Every year at the end of August, they held the annual exhibition at the park on the big island in the middle of the river, which suddenly became a magical place with a dome of light above it at night and the music from the carnival rides and shows drifting up to them across the water. They went one night, a little crowd of them. They walked around the exhibition sheds at first because they didn't have to pay to do that, looking at the same animals and vegetables they saw every day at home, waiting for it to get dark when the magic of the lights would be at its best before they went in to the carnival. They didn't have enough money to go to the shows, but they stood in the crowd at the front watching the outdoor acts intended to draw them in, fire-eaters and fat ladies and hootchie-kootchie dancers and jugglers. Near the time they had to go home, they spent their money on the rides, some on the Ferris wheel, some on the merry-go-round. As well as the pairs of gaudy horses, the merry-go-round had a gaudy, little wagon that Elsie rode around in by herself, waving at the crowd along the fence like a queen in a procession.

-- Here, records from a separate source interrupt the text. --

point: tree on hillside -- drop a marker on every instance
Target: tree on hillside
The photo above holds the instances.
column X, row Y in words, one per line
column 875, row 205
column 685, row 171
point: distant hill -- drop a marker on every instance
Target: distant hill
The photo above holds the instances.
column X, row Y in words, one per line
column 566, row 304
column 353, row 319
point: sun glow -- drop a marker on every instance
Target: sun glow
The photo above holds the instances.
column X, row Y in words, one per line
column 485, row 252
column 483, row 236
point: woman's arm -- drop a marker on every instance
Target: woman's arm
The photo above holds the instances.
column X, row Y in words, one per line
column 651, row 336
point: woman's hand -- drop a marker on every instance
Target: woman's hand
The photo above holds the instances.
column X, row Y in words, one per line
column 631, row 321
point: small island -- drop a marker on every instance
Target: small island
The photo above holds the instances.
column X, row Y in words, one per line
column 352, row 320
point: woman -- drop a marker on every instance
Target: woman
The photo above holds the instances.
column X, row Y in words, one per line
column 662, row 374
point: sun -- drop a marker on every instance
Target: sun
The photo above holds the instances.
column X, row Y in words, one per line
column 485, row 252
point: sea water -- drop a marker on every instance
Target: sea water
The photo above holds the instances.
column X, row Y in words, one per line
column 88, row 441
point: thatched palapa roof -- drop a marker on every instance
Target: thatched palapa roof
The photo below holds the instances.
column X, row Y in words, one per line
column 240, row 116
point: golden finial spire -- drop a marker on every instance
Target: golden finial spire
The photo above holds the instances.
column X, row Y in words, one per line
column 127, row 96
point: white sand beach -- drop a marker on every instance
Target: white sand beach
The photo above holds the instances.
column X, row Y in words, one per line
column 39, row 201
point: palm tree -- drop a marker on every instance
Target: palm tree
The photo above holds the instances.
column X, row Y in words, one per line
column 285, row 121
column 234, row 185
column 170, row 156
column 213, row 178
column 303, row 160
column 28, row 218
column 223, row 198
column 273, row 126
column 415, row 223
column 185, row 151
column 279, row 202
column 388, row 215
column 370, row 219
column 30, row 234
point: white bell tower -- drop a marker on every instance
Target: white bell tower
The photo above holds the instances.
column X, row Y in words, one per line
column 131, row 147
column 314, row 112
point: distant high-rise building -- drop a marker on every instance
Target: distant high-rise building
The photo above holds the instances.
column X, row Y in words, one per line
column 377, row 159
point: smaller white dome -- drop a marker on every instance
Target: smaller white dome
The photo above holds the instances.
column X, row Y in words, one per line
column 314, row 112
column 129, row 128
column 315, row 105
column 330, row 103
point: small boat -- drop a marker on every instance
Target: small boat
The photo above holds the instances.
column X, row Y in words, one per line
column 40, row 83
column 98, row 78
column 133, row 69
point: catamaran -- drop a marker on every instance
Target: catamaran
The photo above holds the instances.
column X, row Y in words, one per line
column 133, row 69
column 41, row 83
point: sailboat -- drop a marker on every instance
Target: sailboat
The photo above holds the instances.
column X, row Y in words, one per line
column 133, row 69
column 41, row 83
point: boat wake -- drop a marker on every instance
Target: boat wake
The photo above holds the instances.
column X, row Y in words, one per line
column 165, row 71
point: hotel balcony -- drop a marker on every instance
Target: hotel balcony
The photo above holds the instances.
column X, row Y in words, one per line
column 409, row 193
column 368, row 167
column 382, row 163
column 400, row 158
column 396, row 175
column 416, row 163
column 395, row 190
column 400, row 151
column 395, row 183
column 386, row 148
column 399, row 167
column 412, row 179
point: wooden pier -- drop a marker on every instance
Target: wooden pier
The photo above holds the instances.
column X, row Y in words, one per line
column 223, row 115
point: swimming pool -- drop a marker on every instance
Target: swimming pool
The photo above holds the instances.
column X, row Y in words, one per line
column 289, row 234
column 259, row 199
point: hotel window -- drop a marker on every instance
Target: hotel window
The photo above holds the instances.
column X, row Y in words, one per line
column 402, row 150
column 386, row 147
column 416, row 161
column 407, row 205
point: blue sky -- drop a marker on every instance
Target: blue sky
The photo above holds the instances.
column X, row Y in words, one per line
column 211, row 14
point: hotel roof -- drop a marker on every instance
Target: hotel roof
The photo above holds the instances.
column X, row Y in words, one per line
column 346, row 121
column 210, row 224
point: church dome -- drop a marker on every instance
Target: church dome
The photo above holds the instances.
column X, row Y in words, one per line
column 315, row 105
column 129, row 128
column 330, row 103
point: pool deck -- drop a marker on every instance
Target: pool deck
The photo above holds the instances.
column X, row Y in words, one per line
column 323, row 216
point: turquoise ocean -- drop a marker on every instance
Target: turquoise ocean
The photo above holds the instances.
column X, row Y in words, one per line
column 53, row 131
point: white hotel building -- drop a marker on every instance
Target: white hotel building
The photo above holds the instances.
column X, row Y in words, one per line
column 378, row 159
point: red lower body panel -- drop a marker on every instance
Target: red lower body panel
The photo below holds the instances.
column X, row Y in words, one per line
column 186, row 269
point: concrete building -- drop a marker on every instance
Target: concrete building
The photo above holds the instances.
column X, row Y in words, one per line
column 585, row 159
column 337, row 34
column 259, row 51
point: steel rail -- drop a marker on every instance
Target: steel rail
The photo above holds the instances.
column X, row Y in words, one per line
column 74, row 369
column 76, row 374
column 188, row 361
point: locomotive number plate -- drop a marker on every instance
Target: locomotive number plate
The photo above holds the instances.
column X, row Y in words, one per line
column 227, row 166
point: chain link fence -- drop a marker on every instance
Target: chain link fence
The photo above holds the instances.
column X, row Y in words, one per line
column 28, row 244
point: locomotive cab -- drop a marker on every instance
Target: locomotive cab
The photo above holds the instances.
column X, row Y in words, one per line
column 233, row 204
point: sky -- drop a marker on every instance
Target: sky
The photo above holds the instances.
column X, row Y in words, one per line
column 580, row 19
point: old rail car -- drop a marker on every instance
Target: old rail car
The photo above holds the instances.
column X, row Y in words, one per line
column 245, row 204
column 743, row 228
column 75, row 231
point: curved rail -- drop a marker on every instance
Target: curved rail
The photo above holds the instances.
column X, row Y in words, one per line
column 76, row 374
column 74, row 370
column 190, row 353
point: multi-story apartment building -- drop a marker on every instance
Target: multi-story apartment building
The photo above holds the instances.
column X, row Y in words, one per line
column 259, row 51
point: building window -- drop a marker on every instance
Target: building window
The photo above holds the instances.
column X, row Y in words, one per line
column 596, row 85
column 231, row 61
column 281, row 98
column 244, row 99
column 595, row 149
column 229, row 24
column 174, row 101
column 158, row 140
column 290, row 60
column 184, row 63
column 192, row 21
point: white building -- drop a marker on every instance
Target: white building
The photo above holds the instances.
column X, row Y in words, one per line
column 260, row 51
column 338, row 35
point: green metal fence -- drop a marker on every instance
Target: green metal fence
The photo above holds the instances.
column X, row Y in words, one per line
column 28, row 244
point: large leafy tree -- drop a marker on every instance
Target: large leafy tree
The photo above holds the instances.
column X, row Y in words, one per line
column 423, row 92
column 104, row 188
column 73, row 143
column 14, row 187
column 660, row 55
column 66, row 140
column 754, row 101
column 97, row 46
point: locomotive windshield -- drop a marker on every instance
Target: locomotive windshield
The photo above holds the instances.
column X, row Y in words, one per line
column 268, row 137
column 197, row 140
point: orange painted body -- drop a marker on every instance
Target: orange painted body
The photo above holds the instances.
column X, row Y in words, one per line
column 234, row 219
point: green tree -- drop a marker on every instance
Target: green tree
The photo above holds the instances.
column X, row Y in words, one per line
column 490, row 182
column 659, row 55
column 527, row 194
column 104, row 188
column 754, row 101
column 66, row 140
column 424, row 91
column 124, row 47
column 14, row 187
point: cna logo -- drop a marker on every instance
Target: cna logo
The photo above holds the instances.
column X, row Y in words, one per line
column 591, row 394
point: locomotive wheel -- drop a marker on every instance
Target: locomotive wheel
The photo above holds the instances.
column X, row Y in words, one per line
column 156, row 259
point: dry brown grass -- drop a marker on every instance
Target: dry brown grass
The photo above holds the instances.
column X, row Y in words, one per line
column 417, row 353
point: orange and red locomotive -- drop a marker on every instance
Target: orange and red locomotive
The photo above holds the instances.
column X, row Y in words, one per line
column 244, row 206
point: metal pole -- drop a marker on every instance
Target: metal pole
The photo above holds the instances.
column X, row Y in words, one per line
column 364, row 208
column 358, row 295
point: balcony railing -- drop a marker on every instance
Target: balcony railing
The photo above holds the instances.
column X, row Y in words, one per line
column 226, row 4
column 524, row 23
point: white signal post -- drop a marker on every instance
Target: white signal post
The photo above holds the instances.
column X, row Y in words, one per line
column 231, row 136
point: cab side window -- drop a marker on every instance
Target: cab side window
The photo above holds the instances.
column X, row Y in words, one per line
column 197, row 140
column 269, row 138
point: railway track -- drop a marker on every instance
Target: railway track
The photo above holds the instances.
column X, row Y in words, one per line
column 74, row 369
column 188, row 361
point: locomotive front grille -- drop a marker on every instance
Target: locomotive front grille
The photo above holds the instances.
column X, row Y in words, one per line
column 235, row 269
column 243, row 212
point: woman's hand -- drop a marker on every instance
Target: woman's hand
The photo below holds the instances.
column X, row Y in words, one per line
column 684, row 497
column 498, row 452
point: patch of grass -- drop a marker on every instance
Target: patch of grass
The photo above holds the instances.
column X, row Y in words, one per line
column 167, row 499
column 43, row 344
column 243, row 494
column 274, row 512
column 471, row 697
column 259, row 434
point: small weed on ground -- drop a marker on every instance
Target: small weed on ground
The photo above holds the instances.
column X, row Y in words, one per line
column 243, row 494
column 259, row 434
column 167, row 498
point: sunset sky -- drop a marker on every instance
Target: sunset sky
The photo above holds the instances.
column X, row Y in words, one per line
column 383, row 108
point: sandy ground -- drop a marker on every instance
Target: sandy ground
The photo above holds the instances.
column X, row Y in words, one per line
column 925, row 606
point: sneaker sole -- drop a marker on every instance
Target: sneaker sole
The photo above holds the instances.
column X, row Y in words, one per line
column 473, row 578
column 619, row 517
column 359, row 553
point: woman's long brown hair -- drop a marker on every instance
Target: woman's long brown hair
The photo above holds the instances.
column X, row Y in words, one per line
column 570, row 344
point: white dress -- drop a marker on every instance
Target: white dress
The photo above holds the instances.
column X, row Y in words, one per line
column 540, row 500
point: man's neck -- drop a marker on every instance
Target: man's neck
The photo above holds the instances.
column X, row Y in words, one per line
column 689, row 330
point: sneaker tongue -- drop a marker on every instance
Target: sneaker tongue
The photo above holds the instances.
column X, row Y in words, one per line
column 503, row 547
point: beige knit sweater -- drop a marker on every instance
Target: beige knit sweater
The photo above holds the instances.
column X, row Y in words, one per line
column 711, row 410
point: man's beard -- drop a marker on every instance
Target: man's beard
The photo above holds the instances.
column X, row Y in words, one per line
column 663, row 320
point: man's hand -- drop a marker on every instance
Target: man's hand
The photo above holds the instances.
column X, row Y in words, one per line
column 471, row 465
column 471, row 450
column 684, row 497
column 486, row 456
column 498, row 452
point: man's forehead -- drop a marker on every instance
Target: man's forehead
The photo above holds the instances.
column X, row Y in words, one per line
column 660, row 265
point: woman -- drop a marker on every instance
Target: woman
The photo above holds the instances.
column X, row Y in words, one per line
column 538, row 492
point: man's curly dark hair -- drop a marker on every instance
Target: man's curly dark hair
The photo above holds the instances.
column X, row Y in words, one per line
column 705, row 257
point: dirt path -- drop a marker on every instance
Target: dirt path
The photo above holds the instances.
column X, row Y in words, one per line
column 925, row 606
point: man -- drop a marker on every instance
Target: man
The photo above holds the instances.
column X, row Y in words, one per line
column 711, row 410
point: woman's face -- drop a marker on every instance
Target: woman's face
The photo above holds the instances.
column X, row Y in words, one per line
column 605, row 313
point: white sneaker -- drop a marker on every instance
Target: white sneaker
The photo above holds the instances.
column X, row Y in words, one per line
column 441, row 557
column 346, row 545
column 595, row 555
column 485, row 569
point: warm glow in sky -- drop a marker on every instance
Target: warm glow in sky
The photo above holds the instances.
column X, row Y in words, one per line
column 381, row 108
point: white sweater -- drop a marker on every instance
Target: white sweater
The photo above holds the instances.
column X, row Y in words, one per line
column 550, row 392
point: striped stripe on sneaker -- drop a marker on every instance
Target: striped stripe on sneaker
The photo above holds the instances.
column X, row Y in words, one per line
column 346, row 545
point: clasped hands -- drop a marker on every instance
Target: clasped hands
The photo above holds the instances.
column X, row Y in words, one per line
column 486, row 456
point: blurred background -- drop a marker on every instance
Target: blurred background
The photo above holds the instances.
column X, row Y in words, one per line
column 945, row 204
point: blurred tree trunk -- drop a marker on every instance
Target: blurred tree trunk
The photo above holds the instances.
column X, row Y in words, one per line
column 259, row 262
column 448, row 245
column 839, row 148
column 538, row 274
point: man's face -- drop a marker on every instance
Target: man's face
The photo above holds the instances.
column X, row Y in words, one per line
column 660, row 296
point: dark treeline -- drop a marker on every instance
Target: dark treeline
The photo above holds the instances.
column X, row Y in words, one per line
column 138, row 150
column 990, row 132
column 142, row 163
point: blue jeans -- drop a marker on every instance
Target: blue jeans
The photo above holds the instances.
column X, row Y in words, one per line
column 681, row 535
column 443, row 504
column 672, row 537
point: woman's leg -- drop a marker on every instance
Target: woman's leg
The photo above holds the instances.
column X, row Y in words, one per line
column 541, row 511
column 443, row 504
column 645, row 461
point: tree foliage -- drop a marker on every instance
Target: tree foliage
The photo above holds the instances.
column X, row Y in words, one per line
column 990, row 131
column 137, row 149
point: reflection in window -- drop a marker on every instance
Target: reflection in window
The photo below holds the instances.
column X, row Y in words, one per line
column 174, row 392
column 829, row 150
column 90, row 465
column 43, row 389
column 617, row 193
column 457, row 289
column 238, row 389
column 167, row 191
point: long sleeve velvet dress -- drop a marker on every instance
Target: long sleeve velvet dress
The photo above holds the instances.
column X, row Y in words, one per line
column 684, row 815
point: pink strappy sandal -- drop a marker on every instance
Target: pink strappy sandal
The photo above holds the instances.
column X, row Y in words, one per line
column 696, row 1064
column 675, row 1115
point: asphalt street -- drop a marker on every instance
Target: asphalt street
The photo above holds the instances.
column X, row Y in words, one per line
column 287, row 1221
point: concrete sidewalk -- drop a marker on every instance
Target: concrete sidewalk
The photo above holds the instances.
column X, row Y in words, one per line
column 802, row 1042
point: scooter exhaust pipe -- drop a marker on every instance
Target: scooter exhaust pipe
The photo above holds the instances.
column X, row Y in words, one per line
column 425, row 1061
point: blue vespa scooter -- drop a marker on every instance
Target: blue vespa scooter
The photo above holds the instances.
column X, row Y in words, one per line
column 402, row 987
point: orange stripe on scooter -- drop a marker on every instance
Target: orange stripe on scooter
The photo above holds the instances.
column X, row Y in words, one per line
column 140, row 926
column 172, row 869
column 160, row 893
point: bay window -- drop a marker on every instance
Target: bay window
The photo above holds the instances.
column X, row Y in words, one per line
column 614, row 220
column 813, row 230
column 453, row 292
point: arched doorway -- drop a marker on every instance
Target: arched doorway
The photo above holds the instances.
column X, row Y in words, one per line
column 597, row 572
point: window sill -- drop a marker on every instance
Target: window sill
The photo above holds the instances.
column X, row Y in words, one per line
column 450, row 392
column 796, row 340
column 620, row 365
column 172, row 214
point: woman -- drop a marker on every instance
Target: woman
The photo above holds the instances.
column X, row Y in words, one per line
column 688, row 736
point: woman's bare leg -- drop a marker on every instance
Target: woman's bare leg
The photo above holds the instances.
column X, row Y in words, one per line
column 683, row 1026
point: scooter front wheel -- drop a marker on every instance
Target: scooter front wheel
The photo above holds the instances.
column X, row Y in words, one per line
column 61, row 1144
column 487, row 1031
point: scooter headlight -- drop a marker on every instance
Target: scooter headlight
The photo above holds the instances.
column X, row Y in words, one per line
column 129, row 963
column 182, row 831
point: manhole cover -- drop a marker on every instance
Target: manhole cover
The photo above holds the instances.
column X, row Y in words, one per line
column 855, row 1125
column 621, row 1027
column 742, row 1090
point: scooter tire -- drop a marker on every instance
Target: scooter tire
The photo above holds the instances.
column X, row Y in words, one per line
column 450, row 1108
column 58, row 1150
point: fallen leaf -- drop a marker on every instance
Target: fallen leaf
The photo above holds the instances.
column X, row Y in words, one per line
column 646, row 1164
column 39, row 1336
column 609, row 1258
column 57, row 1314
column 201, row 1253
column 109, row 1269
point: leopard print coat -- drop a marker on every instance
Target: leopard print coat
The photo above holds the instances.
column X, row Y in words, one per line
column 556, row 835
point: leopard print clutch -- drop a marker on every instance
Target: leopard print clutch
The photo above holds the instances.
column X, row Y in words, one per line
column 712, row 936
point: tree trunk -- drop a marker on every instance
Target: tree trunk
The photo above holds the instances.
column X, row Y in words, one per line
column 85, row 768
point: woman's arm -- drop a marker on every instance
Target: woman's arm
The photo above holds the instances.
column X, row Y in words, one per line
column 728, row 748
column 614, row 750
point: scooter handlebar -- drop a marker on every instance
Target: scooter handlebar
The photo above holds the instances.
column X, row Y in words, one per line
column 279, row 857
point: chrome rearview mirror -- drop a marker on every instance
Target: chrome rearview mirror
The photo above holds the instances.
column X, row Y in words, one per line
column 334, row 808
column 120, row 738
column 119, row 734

They went back across the bridge in a ragged single file because there was no walk for pedestrians, only the roadway so narrow you had to stand flattened against the railings when something wide was edging its way past something else that was wide. Without really admitting to himself what he was doing, he let himself fall behind, and Elsie fell behind too and walked ahead of him, talking away about the carnival and what she would have done if she'd had more money. He hardly listened, his heart pounding.
When they got to the end of the bridge, the others had all gone their ways into the darkness. He walked with Elsie along the little road that led up the gulch toward the Skadget place. They stopped in the darker darkness under a big maple, and he kissed her, a quick peck on the lips, and mumbled good night and fled away home.